Charles Basenga Kiyanda

What’s this internet thing, now? (The science version)

I’ve been reading the new music strategies blog by Andrew Dubber and have been enjoying my read lately. The blog is about the world of online music and the interaction of musical artists, the internet and the fans, to a certain point. I’ve been finding a lot of parallels between Dubber’s world of online music and what I’m trying to express here about scientific communication.

Dubber has gone through the exercise of describing what his conception of online music is. To achieve that goal, he broke it down into pieces. A first post looks at what ‘music’ means. A second post looks at what ‘online’ is and a final post looks at what it means to talk about ‘online music’.

What I found most interesting was about the third post, describing what online music is. The analogy Dubber uses over and over again is to think about the internet as one would think about electricity. It’s a service which allows you to plug-in all the appliances you need and use. It’s standard, so you can build your own appliances to suit your specific needs.

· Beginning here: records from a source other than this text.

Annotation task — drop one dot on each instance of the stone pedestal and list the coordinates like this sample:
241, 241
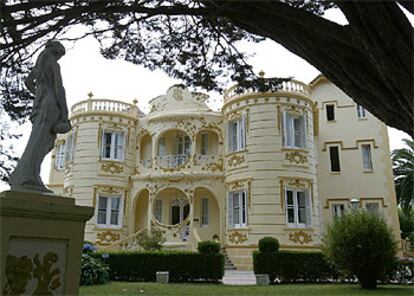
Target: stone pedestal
162, 277
41, 243
262, 279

Starting from there, it’s easy to understand that the internet is more than “internet explorer, msn and facebook”. (I guess this would have been myspace a year ago, but hey, times change.) The internet is the backbone of the new media applications we use and several unknown applications are just waiting to be created. One of Dubber’s suggestions to artists looking to make use of “the internet” or “new media” is to stop asking “What are the available solutions and how can I use them?” but rather to ask “What are my needs and can I meet them by building a solution that uses the internet as a communication medium?” It makes for a slightly longer question, but a oh so richer set of possibilities.

I think we need to start an analogous process for how we disseminate science. The answer we’ve given to the equation “science papers + the internet = ?” has for too long been, well, “science papers on the internet.”

In computer terms, we’ve updated part of the front end, how we read and get the papers, but we haven’t changed the back end, how we write and publish scientific papers. I think it’s time to start rethinking the vessel, to start to question the packaging, not of scientific papers, but of scientific information.

I’m not saying the project I’m working on will be a revolution from the start, but I do think it should allows us to replicate online something that’s close to what we do now (write, submit, review, rebut, publish) while opening up the possibilities to those who want to explore them. Ideally, different “publication models” will be able to co-exist so that we can simply see what the differences are, what the implications of the new models are and decide.